Brief: Hamilton Lane Inc. is putting the probability of an economic downturn this year at zero, according to Chief Executive Officer Mario Giannini. “There is virtually no chance that there is a recession in 2021,” Giannini said Thursday during the firm’s annual market overview. “We’re not going into a downturn, and in fact we may have an even stronger environment than people expect.” The Bala Cynwyd, Pennsylvania-based alternative-asset manager, which oversees about $657 billion, believes that central banks will continue to plow more money into the system to hold up markets. “When you look at what governments are doing in the U.S., in Europe, everywhere -- they are saying this pandemic was no one’s fault and we are not going to allow economies to turn down and not do something about it,” said Giannini. “So we think they are going to continue to provide enormous fiscal stimulus through this year.” Giannini said interest rates will remain low for a longer period of time than expected. He did predict one wild card: the possibility of an inflation scare from pent-up demand for a return to pre-pandemic life with outings such as eating at restaurants and taking trips driving “an enormous amount of activity.”

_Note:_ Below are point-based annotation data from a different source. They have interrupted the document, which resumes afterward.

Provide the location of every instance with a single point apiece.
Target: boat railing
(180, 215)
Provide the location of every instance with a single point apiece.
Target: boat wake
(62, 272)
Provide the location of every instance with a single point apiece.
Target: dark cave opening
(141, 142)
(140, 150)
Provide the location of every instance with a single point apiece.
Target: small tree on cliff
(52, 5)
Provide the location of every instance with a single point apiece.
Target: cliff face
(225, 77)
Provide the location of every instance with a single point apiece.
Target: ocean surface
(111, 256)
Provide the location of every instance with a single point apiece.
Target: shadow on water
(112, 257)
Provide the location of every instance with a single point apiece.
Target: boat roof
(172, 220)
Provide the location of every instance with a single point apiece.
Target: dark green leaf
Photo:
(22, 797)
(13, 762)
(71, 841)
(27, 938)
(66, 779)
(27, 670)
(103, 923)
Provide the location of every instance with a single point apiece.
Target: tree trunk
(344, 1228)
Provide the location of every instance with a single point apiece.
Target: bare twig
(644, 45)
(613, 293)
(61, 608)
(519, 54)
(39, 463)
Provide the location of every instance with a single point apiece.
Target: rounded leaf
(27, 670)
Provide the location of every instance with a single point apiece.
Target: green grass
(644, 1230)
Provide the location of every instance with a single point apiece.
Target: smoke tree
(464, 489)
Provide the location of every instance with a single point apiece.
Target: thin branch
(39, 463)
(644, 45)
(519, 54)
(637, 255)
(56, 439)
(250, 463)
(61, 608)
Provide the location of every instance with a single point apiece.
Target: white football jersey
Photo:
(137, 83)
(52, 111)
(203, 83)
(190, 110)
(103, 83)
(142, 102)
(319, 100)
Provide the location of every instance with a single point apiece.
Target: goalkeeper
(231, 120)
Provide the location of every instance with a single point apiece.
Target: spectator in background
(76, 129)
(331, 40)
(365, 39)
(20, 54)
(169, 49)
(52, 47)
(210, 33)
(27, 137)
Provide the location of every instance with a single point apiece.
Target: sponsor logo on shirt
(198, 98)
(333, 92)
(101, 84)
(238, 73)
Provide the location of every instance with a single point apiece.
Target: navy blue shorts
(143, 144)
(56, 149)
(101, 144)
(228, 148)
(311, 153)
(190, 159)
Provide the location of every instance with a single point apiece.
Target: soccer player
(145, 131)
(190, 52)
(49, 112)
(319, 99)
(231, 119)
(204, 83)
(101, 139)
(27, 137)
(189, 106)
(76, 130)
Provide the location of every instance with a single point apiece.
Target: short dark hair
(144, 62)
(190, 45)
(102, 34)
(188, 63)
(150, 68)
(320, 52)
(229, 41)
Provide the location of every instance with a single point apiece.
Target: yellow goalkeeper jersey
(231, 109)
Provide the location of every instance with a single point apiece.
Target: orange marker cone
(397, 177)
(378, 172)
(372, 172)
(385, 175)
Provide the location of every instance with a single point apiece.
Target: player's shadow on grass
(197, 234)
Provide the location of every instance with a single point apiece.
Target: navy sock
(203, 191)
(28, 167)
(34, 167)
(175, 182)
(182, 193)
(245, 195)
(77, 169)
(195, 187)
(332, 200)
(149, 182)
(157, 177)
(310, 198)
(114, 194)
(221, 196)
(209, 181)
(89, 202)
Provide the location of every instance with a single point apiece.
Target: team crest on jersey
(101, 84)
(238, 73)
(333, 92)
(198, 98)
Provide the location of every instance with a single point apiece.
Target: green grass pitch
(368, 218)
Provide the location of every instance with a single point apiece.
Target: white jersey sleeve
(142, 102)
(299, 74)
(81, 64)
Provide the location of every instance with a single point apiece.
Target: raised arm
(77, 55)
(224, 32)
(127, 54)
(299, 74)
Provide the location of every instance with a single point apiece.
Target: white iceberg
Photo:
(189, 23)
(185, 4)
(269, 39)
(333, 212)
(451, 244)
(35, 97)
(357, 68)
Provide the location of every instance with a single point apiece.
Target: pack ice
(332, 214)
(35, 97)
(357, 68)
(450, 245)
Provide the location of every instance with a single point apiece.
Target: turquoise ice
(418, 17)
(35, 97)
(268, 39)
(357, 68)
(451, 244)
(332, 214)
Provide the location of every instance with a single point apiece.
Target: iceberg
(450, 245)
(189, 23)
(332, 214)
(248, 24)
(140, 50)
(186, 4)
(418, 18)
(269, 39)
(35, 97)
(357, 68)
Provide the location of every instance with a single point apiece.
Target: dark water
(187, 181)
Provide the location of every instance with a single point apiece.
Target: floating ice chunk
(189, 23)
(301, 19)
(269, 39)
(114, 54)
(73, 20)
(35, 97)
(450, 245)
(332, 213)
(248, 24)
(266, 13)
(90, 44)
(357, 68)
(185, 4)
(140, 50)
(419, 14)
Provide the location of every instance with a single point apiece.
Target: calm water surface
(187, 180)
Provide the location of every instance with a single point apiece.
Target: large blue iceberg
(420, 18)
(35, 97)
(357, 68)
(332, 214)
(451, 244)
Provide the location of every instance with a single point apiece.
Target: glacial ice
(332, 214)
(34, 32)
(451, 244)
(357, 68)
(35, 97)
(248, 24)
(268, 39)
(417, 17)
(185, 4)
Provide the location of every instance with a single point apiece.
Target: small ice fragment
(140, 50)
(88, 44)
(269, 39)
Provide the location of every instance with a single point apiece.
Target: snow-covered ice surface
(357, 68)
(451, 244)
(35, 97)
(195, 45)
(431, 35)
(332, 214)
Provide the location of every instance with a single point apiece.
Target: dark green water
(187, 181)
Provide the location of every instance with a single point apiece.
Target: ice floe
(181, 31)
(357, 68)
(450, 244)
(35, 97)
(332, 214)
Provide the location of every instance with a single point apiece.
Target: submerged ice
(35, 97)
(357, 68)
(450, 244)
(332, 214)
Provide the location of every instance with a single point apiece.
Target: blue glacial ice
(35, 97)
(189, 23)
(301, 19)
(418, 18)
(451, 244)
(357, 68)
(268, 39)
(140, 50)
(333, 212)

Brief: Activist hedge fund manager William Ackman, whose bets on companies are closely watched, updated investors on how his flagship fund earned a record 70.2% return in 2020 on Thursday in a socially distanced way by sending out a 57-page presentation. Normally this would be one of the rare occasions where investors could pepper the billionaire investor and his partners in person with questions about markets and individual companies over dinner in New York. Ackman has plenty to celebrate after his Pershing Square Capital Management put up a second straight year of record returns in 2020. In 2019 the fund returned 58.1%. And 2021 is off to a strong start with an 8.1% return. Because of the COVID-19 pandemic however, Ackman and his team continue to work remotely, something they started over a year ago, and there will be no public champagne cork popping or dinner tonight. It was only in 2018, over dinner, that Ackman told investors that he would stop jetting around the world to meet with investors throughout the year. He was going to focus more on researching new ideas instead of acting as his firm’s chief marketer. For investors, the shift has paid off, and Ackman called 2020 and “outstanding year” in the presentation.